Calcium/Calmodulin-Dependent Kinase (CaMKII) Inhibition Protects Against Purkinje Cell Damage Following CA/CPR in Mice.

Abstract

Ischemic brain damage is triggered by glutamate excitotoxicity resulting in neuronal cell death. Previous research has demonstrated that N-methly-D-aspartate (NMDA) receptor activation triggers downstream calcium-dependent signaling pathways, specifically Ca2+/calmodulin-dependent protein kinase II (CaMKII).
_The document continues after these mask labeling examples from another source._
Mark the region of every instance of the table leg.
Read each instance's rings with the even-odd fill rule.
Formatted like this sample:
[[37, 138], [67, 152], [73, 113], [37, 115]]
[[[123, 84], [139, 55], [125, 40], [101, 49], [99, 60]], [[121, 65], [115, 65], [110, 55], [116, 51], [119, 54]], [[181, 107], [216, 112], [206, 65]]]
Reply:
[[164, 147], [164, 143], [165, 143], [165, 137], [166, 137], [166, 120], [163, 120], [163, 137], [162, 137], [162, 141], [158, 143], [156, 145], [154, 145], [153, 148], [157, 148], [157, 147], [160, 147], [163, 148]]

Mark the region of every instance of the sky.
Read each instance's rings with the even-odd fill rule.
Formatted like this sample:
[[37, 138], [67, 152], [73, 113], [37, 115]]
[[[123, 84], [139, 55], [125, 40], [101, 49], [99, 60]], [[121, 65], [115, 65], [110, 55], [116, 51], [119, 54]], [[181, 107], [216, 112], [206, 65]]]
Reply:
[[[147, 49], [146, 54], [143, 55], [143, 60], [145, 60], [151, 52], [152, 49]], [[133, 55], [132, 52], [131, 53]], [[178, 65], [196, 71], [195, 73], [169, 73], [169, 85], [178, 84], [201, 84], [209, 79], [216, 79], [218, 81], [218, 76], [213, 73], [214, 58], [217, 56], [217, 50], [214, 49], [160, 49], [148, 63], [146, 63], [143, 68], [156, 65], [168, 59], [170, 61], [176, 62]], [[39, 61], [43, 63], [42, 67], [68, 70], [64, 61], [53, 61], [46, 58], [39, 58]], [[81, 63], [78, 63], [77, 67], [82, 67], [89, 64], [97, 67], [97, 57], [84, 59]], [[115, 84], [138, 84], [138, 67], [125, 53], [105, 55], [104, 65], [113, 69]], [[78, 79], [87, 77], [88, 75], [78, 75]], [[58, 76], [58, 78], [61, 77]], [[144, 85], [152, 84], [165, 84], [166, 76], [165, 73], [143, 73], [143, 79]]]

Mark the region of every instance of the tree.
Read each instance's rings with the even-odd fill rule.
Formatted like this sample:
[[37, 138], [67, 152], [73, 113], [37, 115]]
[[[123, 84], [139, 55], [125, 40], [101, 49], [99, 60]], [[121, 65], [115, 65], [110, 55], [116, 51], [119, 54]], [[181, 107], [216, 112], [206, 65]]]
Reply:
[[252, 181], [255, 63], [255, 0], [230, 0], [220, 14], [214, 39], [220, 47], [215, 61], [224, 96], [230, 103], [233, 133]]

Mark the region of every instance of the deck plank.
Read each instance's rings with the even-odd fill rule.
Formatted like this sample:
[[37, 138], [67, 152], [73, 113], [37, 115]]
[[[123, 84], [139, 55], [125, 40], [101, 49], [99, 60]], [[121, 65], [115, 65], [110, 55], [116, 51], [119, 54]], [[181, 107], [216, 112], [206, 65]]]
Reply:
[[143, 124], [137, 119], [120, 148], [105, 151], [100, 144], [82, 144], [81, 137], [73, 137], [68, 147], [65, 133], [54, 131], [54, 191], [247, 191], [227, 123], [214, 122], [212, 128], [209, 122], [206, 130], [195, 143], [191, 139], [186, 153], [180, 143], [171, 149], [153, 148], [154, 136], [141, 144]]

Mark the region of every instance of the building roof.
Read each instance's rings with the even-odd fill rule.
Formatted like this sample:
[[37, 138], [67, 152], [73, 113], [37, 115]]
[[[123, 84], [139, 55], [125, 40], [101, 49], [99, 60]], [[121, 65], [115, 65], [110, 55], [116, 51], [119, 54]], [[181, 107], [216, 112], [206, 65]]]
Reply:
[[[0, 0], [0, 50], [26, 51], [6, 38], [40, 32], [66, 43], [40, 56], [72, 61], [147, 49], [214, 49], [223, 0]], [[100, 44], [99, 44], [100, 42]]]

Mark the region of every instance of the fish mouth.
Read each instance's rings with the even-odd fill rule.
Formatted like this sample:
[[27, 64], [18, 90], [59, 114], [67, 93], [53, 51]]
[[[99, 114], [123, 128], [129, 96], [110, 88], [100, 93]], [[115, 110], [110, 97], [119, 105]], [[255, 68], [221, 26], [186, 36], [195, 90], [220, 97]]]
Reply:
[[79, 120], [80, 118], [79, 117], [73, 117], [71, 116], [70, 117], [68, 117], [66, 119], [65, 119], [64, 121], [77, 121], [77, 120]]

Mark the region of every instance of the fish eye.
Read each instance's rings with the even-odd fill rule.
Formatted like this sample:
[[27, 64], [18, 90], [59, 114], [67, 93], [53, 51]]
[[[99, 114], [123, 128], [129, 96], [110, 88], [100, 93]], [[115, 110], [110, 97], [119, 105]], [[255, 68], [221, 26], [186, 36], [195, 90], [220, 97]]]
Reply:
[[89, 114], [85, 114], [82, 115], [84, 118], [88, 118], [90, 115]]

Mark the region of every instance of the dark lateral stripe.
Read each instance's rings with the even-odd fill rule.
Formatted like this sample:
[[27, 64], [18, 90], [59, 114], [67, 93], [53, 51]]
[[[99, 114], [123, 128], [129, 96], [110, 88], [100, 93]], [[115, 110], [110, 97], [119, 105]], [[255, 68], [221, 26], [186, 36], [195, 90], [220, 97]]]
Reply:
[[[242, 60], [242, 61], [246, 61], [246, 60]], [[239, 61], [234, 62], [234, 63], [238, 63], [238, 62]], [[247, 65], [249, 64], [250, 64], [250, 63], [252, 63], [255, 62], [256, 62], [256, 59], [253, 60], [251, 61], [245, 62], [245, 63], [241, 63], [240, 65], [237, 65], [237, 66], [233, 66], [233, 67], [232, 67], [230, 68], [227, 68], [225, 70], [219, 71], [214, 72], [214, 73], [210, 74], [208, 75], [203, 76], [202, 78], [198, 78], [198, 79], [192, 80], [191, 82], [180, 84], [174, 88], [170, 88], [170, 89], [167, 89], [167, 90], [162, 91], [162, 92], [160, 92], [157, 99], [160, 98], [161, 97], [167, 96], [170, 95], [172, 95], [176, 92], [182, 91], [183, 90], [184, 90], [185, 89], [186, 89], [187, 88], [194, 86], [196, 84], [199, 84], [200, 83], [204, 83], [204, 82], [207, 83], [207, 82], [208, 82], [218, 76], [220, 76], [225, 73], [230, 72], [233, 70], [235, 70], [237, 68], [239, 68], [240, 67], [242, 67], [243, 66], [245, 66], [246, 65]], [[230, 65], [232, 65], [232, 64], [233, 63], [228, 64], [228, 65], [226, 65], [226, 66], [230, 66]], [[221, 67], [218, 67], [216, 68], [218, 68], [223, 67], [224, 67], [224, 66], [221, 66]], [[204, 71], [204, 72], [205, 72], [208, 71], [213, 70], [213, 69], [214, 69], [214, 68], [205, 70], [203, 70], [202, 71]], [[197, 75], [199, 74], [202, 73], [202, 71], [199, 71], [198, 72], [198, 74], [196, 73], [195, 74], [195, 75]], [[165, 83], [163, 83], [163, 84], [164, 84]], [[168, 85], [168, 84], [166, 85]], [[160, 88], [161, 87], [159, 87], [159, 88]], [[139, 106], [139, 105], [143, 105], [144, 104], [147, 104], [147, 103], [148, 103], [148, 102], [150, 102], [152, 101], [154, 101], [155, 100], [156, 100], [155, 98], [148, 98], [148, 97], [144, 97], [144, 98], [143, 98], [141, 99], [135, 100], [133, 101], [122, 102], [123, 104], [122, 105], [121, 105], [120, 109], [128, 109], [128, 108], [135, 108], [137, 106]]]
Inhibiting CaMKII is protective against hippocampal ischemic injury, but there is little known about its role in the cerebellum. To examine the neuroprotective potential of CaMKII inhibition in Purkinje cells, we subjected C57BL/6 or CaMKIIα KO male mice (8-12weeks old) to cardiac arrest followed by cardiopulmonary resuscitation (CA/CPR). We performed a dose-response study for tat-CN19o and cerebellar injury was analyzed at 7days after CA/CPR. Acute signaling was assessed at 6h after CA/CPR using Western blot analysis. We observed increased phosphorylation of the T286 residue of CaMKII, suggesting increased autonomous activation. Analysis of Purkinje cell density revealed a decrease in cell density at 7days after CA/CPR that was prevented with tat-CN19o at doses of 0.1 and 1mg/kg. However, neuroprotection in the cerebellum required doses that were 10-fold higher than what was needed in the hippocampus. CaMKIIα KO mice subjected to sham surgery or CA/CPR had similar Purkinje cell densities, suggesting CaMKIIα is required for CA/CPR-induced injury in the cerebellum. We also observed a CA/CPR-induced activation of death-associated protein kinase (DAPK1) that tat-CN19o did not block. In summary, our findings indicate that inhibition of autonomous CaMKII activity is a promising therapeutic approach that is effective across multiple brain regions.